喻勉眼睫微动,却是没有反驳。
那时候,他选择护住季随舟,也选择了与少时的自己站在一起。
“你…”喻勉抬眼,发现原先站在不远处的人已经不见了,他盯着那片空地看了许久,最终挪开目光,踉跄着起身,走到季随舟身边。
喻勉用手背拍了拍季随舟的脸蛋:“季小九,季小九!”
触手是炙热的温度,喻勉顿了下,用掌心贴在季随舟的额头,心想,麻烦,发热了。
倒是和梦里的情景一样,不过现在,喻勉已经没有多余的内力输送给季随舟了。
斟酌片刻后,喻勉扶起季随舟,起身的瞬间,头重脚轻的眩晕感让喻勉差点没站稳,他定了定心神,仔细辨别着周围的方向,然后背起季随舟,深一脚浅一脚地往上京的方向走去。
喻勉推断这条小道离京之路,不过经过战乱,这里已经看不出原来的样子,喻勉走一会儿停一会儿,只能凭着经验前进。
“喻大人…”气若游丝的声音从后背传来。
喻勉心不在焉地应了声:“你醒了。
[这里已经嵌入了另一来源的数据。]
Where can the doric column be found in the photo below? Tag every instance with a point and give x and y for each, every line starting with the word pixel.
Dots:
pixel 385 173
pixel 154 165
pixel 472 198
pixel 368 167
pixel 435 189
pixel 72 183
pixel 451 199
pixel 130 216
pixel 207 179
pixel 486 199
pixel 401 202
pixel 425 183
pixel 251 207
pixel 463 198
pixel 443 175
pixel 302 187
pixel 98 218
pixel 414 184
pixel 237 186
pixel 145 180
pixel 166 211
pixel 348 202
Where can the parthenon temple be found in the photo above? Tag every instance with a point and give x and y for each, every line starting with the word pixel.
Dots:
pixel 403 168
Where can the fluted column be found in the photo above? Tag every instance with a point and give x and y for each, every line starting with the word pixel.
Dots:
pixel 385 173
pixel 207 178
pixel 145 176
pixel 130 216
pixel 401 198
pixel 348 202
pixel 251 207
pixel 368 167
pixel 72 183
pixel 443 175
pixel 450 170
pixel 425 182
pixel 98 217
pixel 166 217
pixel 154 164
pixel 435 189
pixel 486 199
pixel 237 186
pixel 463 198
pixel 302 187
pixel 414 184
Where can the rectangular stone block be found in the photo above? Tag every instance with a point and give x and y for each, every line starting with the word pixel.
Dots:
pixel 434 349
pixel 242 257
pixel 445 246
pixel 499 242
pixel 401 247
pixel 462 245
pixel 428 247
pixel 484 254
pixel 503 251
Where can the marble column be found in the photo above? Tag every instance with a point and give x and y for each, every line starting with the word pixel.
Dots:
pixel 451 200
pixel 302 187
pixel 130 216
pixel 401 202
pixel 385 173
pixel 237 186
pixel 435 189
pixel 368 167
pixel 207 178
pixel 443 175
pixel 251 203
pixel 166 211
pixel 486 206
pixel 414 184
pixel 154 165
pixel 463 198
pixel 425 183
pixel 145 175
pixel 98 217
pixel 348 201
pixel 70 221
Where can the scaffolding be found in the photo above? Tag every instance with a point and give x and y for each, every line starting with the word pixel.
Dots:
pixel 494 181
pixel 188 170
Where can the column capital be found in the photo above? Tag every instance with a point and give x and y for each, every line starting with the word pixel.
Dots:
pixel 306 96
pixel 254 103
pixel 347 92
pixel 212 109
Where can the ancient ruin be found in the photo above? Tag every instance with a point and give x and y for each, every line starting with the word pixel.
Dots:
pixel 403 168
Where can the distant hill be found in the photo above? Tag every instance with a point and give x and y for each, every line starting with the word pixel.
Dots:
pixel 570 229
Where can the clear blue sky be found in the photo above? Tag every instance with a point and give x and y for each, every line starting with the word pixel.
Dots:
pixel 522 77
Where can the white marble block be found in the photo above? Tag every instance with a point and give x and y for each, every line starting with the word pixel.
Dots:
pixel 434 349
”
“我记得…”季随舟闷声说:“我记得…你这样背过我…”
喻勉以为他烧糊涂了,没有递腔。
季随舟的声音很轻:“那年我六岁…当时有你,有左三先生,还有白家世子…”
喻勉蓦地想起来了,好像确实是这样,在山洞内过了一夜后,他们三个带着还是六岁的季随舟一同回城,当时季随舟也是这样高热不断,他们三个身上都有不同程度的伤,只能轮流背着季随舟,不过喻勉的身体好过左明非和白鸣岐,所以他背着季随舟的时间居多。
“那时候,左三先生交代过我说,若是不想成为众矢之的…那就记得藏拙…”季随舟无助地拽了拽喻勉肩膀处的衣料,他虚弱的声音中有几分茫然:“我藏拙了…可为何,为何还是成了如今这般…喻大人,你活得比我久…你知道答案吗?”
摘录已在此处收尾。